10.5 fits on youth medium. I usually do 12" wide on adult and if doing youth I will adjust to 10.5-11" and print them all the same size.


----------



## Kiri Katz Tz (Dec 31, 2010)

sben763 said:


> 10.5 fits on youth medium. I usually do 12" wide on adult and if doing youth I will adjust to 10.5-11" and print them all the same size.


I wonder will this work with printing on a youth small too?


----------



## sben763 (May 17, 2009)

Kiri Katz Tz said:


> I wonder will this work with printing on a youth small too?

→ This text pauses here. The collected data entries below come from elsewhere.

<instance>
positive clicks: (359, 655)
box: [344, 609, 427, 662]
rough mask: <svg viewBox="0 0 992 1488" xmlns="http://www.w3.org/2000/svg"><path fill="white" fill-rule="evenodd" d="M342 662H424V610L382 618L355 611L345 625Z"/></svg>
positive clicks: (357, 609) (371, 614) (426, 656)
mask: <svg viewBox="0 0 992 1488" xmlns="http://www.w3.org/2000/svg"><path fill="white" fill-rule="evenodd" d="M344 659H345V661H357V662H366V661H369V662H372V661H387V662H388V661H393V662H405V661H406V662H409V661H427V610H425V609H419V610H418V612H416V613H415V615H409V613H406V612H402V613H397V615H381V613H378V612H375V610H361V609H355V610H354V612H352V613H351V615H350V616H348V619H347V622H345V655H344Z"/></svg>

 10.5 width does. That is about to maximum height I will use also as the youth smells just barely fit on my 15" platens without stretching them. I have used up to 11.5 width but if I know smalls are involved I will usually shrink the design a bit.


----------



## Kiri Katz Tz (Dec 31, 2010)

sben763 said:


> 10.5 width does. That is about to maximum height I will use also as the youth smells just barely fit on my 15" platens without stretching them. I have used up to 11.5 width but if I know smalls are involved I will usually shrink the design a bit.


Thank you for the info. That will help me with my new line of youth shirts.


----------